By 1851 the Eagle Station ranch located along the Carson River served as a trading post and stopover for travelers on the California Trail's Carson Branch which ran through Eagle Valley. The trading post and valley received their named from a bald eagle, hunted and killed by one of the early settlers, featured on the wall of the post. In 1858 Abraham Curry bought Eagle Station and named the settlement there Carson City after the Carson River and indirectly after Kit Carson.
As Curry and several other partners had Eagle Valley surveyed for development. Curry had decided for himself that Carson City would someday serve as the capital city and left a plot open in the center of town for a future capitol building.

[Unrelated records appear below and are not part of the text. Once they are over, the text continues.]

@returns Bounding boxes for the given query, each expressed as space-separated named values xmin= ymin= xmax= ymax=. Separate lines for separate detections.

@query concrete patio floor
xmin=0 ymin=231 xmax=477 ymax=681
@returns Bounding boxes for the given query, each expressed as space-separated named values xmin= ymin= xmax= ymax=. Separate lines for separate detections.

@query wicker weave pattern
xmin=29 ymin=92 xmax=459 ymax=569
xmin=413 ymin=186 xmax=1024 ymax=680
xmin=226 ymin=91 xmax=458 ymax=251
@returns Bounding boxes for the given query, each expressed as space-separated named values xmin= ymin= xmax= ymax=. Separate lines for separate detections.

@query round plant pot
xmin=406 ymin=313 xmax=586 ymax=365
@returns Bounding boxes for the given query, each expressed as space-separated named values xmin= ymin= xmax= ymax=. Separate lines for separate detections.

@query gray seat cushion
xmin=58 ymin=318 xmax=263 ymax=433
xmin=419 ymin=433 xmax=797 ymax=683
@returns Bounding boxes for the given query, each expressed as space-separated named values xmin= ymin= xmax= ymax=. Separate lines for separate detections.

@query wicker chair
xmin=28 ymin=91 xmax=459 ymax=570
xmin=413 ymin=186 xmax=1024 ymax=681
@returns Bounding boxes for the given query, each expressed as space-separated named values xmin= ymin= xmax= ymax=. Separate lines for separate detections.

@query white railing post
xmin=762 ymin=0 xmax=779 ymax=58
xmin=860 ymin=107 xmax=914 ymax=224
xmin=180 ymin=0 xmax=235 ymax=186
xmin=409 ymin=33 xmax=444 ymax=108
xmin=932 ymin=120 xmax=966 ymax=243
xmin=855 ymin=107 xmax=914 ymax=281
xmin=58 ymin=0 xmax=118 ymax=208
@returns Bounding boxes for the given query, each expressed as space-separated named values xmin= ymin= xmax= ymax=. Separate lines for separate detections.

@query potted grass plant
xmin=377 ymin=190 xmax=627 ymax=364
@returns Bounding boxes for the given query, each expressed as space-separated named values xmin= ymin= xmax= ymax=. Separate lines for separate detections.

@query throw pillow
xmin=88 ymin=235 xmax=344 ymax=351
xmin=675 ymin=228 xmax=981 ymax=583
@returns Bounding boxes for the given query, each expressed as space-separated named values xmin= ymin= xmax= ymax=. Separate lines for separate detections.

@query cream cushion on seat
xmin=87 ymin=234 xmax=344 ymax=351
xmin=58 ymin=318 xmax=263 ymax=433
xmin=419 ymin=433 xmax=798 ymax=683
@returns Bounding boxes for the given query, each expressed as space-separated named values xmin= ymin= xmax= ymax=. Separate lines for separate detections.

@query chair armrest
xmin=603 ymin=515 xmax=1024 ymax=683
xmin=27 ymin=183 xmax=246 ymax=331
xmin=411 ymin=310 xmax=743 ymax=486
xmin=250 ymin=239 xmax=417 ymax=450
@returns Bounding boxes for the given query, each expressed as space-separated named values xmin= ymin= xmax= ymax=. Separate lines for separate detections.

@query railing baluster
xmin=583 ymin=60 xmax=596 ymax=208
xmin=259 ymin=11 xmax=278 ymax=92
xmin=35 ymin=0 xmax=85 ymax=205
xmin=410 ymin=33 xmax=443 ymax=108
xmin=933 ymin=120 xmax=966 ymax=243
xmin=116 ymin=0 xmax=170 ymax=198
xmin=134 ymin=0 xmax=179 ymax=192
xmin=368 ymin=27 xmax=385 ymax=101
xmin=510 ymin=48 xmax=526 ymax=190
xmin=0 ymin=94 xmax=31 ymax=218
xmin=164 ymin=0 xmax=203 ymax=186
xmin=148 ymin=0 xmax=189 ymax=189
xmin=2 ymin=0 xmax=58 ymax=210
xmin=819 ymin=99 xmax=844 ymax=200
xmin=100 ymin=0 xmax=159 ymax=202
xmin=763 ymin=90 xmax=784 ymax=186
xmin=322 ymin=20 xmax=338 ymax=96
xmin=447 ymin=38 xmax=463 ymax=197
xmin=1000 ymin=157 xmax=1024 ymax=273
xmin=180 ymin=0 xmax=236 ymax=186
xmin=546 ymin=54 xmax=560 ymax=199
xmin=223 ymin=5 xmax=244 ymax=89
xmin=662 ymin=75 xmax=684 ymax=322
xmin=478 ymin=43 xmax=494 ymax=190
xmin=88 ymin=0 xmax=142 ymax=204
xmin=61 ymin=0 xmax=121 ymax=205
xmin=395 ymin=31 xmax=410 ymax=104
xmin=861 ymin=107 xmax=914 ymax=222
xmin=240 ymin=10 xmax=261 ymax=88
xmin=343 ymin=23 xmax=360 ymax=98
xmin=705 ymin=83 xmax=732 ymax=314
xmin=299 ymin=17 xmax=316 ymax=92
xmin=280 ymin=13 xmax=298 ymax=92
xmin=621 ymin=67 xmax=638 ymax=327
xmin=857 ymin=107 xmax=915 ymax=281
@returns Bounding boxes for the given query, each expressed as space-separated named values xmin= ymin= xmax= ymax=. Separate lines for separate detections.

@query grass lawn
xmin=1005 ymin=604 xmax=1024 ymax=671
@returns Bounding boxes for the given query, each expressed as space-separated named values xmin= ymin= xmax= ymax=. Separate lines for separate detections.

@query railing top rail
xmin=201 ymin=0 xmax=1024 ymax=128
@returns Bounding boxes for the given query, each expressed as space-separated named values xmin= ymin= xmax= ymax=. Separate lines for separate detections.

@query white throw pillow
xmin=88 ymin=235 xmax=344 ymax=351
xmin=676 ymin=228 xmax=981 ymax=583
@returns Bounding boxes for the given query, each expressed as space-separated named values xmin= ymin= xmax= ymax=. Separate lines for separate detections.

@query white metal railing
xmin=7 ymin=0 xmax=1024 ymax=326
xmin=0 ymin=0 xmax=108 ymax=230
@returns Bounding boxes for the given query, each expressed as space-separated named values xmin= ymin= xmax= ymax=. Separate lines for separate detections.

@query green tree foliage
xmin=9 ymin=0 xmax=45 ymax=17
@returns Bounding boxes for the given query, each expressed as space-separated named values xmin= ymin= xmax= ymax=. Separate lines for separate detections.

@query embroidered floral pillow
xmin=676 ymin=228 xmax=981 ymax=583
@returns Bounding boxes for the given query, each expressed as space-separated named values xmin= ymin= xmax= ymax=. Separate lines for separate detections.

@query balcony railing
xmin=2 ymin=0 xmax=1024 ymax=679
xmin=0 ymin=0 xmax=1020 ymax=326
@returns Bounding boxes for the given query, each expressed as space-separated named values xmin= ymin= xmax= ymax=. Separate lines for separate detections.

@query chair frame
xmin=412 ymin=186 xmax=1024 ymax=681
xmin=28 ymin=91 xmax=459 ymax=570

Following the discovery of gold and silver on the nearby Comstock Lode in 1859, Carson City's population began to rise. Curry built the crude Warm Springs Hotel a mile to the east of downtown. As he predicted Carson City was selected as the territorial capital, beating out Virginia City and American Flat. Curry loaned the Warm Springs Hotel to the territorial Legislature as a meeting hall. The Legislature named Carson City to be the seat of Ormsby County and selected the hotel as the territorial prison with Curry serving as its first warden. Today the property still serves as part of the state prison.

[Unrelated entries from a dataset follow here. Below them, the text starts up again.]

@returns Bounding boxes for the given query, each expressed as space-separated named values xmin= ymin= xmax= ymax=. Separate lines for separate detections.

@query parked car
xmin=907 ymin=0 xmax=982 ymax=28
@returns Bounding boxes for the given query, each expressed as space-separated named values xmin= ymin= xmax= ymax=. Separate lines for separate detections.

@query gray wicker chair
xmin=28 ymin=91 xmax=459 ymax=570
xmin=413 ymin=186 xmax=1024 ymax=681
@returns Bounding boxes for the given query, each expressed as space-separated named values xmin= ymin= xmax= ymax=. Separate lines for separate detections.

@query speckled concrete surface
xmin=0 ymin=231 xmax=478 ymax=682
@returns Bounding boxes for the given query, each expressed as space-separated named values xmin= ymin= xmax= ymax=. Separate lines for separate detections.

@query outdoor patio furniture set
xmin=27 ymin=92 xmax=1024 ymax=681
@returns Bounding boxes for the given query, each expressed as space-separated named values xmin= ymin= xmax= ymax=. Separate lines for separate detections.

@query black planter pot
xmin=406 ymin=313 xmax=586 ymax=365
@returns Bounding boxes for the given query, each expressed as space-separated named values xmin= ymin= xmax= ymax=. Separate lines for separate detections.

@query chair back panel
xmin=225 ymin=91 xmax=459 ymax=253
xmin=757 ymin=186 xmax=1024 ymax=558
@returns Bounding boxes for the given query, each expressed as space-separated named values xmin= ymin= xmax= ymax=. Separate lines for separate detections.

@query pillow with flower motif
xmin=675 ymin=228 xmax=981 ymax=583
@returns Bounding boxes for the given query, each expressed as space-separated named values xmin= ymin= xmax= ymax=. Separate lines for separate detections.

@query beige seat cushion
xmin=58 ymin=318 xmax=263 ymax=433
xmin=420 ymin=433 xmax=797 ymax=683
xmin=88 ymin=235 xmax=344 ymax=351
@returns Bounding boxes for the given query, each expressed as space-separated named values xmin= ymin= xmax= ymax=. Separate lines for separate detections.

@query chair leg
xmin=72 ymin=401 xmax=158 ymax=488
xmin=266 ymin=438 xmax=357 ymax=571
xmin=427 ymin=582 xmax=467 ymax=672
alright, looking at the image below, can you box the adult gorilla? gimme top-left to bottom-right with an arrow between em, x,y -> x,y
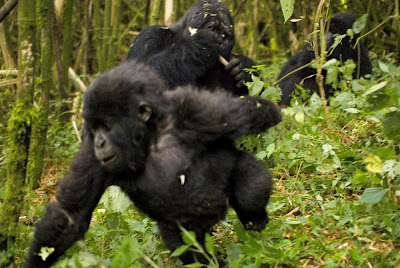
126,0 -> 256,96
278,12 -> 372,106
24,61 -> 281,267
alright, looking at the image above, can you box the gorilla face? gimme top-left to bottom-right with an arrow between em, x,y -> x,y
82,63 -> 163,172
183,0 -> 235,58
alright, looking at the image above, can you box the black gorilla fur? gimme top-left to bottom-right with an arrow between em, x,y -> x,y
126,0 -> 256,96
25,61 -> 281,267
278,12 -> 372,106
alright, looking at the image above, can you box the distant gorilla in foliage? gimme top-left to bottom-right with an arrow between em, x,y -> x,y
25,61 -> 281,267
278,12 -> 372,106
126,0 -> 256,96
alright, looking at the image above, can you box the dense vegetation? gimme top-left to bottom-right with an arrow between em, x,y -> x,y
0,0 -> 399,267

The advent of the Civil War made statehood an almost certainty. Nevada became a state in 1864, Carson City was confirmed as permanent capital. Carson City's development was no longer dependent on the mining industry and instead became a thriving commercial center. The Virginia & Truckee Railroad was built between Virginia City and Carson City. A wooden flume was also built from the Sierra Nevadas into Carson City. The current capitol building was constructed from 1870-71.
Carson City's population and transportation traffic plummeted when the Southern Pacific Railroad built a line through Donner Pass, too far to the north to benefit Carson City. The city was slightly revitalized with the mining booms in Tonopah and Goldfield. The U.S. Federal building (now renamed the Paul Laxalt Building) was completed in 1890. Carson City resigned itself to small city status advertising as "America's smallest capital." The city slowly grew, and by 1960 it had reached its 1880 population. Portions of Ormsby County had been given over to neighboring counties and by this time the county was not much larger than the city itself. In 1969 Ormsby County was officially dissolved and Carson City took over all municipal services with an independent city status. With this consolidation, Carson City absorbed former town sites such as Empire City, which had grown up in the 1860s as a milling center along the Carson River and current U.S. 50. Carson City could now advertise itself as one of America's largest state capitals with its of city limits.
In 1991, the city adopted a downtown master plan, specifying that no building within 500 feet (152 m) of the capitol is allowed to pass it in height, which prohibits future high-rise development in the center of downtown. The Ormsby House is currently the tallest building in downtown Carson City, at a height of 117 feet. The structure was completed in 1972.